The $20 billion network security market is expanding faster than 10% a year, according to Mandeep Singh, a senior analyst at Bloomberg intelligence. With so many new competitors vying for business, it’s likely that Check Point’s market share is slipping, he said.
If Check Point — which sells firewalls as well as email, mobile and cloud security products — doesn’t invest more in new innovations, it will “run the risk of becoming obsolete 10 years down the line,” said Singh. By way of comparison, Palo Alto spent more than $1.6 billion in four deals over the last 18 months, roughly five times as much as Check Point doled out in the same period.

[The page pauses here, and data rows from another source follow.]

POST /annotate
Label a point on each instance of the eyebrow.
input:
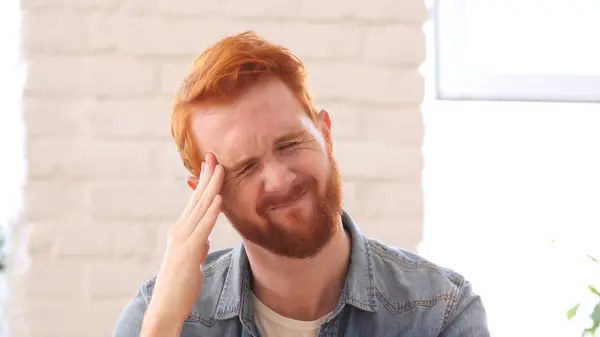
(281, 139)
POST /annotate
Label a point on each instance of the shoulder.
(215, 269)
(405, 280)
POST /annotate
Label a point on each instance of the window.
(523, 50)
(502, 179)
(12, 162)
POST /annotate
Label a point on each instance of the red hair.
(224, 71)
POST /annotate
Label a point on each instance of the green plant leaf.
(594, 291)
(573, 311)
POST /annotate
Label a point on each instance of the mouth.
(289, 203)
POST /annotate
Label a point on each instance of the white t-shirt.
(272, 324)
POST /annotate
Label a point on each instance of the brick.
(378, 160)
(138, 200)
(409, 11)
(133, 239)
(324, 10)
(114, 279)
(160, 35)
(255, 9)
(131, 120)
(56, 117)
(54, 30)
(54, 200)
(346, 120)
(86, 159)
(403, 44)
(60, 280)
(187, 7)
(365, 83)
(403, 127)
(100, 317)
(171, 164)
(84, 241)
(314, 40)
(78, 4)
(391, 199)
(42, 237)
(111, 76)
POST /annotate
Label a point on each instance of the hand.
(179, 279)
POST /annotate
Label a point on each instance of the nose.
(277, 177)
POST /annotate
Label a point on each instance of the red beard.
(321, 227)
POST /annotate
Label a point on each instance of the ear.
(192, 182)
(324, 122)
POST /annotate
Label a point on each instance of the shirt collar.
(359, 289)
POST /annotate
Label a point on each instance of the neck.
(302, 289)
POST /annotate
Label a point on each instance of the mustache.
(274, 200)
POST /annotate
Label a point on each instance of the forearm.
(157, 325)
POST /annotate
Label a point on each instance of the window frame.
(455, 81)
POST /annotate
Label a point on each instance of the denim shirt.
(388, 292)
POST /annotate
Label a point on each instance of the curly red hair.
(225, 70)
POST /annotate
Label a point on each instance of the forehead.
(249, 124)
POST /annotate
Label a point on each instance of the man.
(260, 153)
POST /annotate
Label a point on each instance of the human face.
(282, 187)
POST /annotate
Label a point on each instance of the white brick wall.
(104, 179)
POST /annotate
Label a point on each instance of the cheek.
(314, 164)
(239, 197)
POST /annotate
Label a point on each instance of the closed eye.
(288, 145)
(246, 169)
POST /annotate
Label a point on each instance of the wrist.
(161, 324)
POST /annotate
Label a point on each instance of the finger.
(207, 198)
(195, 194)
(208, 222)
(205, 250)
(207, 171)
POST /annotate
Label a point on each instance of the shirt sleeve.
(130, 320)
(467, 316)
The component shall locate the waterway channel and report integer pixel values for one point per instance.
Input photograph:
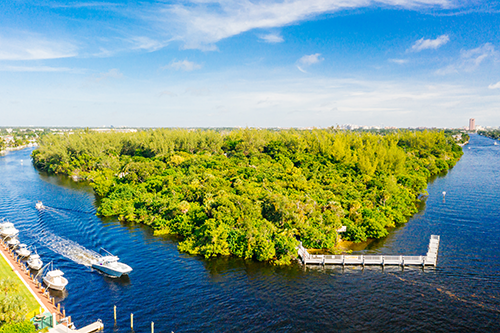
(183, 293)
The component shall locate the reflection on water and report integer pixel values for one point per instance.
(185, 293)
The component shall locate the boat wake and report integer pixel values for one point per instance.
(59, 209)
(68, 249)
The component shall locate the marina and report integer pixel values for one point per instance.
(168, 286)
(430, 259)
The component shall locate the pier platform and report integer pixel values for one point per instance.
(430, 259)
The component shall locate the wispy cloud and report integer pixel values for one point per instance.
(470, 60)
(494, 86)
(184, 65)
(34, 47)
(429, 44)
(91, 4)
(399, 61)
(39, 69)
(272, 38)
(146, 43)
(308, 60)
(111, 74)
(199, 24)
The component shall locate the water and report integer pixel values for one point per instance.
(184, 293)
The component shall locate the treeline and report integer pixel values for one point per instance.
(494, 134)
(252, 193)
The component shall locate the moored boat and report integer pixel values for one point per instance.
(13, 242)
(54, 279)
(110, 266)
(7, 230)
(23, 251)
(34, 262)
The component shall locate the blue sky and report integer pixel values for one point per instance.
(283, 63)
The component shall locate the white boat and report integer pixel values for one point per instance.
(54, 279)
(109, 265)
(23, 251)
(7, 230)
(13, 242)
(34, 262)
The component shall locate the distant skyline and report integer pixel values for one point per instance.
(230, 63)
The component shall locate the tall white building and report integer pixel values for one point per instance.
(472, 124)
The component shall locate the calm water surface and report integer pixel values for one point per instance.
(183, 293)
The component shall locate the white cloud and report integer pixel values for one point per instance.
(308, 60)
(470, 60)
(112, 73)
(494, 86)
(34, 47)
(146, 43)
(199, 24)
(184, 65)
(272, 38)
(426, 44)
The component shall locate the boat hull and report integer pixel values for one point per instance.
(108, 271)
(54, 286)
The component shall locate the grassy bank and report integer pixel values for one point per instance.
(7, 272)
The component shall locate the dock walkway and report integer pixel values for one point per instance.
(430, 259)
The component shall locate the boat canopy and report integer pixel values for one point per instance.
(108, 258)
(55, 273)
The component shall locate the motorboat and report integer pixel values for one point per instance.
(7, 230)
(13, 242)
(110, 266)
(34, 262)
(54, 279)
(23, 251)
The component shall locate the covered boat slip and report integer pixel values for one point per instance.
(428, 260)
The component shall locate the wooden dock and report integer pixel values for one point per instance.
(428, 260)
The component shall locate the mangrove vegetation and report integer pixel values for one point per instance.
(254, 193)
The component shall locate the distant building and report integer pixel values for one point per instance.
(472, 124)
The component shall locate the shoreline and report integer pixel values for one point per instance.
(38, 292)
(6, 150)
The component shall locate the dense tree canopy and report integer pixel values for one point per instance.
(253, 193)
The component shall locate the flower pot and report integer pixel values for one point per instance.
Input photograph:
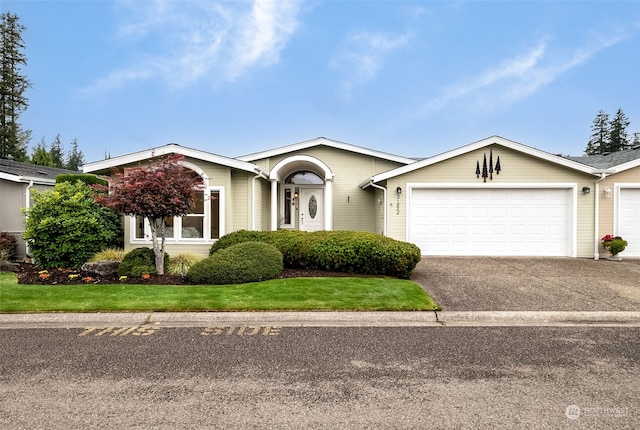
(613, 257)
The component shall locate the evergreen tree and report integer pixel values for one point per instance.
(618, 138)
(12, 87)
(41, 155)
(57, 153)
(75, 158)
(600, 135)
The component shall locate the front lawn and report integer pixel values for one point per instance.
(287, 294)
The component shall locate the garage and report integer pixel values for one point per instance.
(492, 221)
(629, 220)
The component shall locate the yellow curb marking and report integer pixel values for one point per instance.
(119, 331)
(252, 330)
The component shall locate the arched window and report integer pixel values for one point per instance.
(304, 177)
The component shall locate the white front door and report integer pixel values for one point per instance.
(311, 209)
(628, 216)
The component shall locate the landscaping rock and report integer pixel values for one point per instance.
(7, 266)
(104, 268)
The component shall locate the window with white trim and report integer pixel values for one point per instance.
(204, 223)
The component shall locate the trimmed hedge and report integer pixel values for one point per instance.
(238, 264)
(140, 261)
(335, 251)
(87, 178)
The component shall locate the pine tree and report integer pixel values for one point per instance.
(41, 155)
(12, 87)
(57, 153)
(600, 135)
(618, 138)
(75, 158)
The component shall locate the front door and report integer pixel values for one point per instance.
(311, 209)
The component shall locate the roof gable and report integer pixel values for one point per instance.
(323, 141)
(172, 148)
(17, 171)
(473, 147)
(615, 161)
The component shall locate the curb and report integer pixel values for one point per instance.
(323, 319)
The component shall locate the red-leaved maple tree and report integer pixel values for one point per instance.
(163, 188)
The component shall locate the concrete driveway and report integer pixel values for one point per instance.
(530, 284)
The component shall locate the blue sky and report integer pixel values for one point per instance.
(413, 78)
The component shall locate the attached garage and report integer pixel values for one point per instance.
(491, 221)
(628, 216)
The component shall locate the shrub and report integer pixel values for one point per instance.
(238, 264)
(87, 178)
(236, 237)
(337, 251)
(143, 270)
(109, 254)
(65, 226)
(140, 258)
(8, 246)
(181, 263)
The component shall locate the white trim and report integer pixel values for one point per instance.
(617, 186)
(573, 187)
(206, 223)
(26, 179)
(171, 148)
(305, 163)
(323, 141)
(495, 140)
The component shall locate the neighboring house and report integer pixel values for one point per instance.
(618, 196)
(16, 181)
(491, 197)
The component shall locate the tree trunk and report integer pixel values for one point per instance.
(158, 229)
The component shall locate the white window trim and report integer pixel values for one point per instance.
(177, 224)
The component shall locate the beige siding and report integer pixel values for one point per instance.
(516, 168)
(239, 217)
(353, 208)
(13, 199)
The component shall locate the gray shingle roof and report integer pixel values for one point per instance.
(31, 171)
(609, 160)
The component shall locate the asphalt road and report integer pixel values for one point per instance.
(142, 377)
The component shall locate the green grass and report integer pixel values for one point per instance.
(290, 294)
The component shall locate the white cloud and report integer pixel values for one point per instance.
(364, 55)
(263, 34)
(187, 41)
(518, 78)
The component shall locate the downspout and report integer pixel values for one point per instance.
(253, 198)
(27, 205)
(384, 206)
(596, 247)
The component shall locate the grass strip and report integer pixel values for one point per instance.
(289, 294)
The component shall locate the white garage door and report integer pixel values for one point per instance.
(629, 220)
(514, 222)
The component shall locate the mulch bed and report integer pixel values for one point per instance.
(30, 274)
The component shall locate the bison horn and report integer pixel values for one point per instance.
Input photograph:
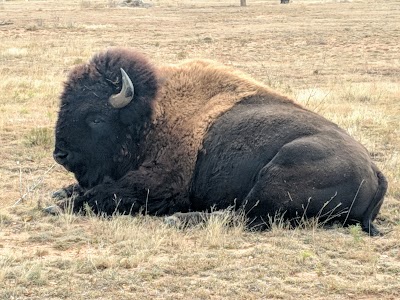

Check Point’s advantage over most cybersecurity companies, Shwed is keen to point out, is that it makes money — $843 million in 2020. “If you look at the traditional business model of technology, it should be a very profitable business,” he said.
The firm sits on a cash pile of $4 billion, and — despite Shwed’s general caution over acquisitions — just spent $270 million to buy Avanan, an Israeli cloud email security startup.
Check Point has also invested about $100 million in building out its cloud security business, and has ambitions to grow a subscription-based model over the coming years.
Analysts are watching to see if the company can accelerate recent growth in subscriptions, which would lock in revenue while it builds out other arms of the business.
“It’s up to us to show to the market that the business model is changing and it generates growth,” Shwed said.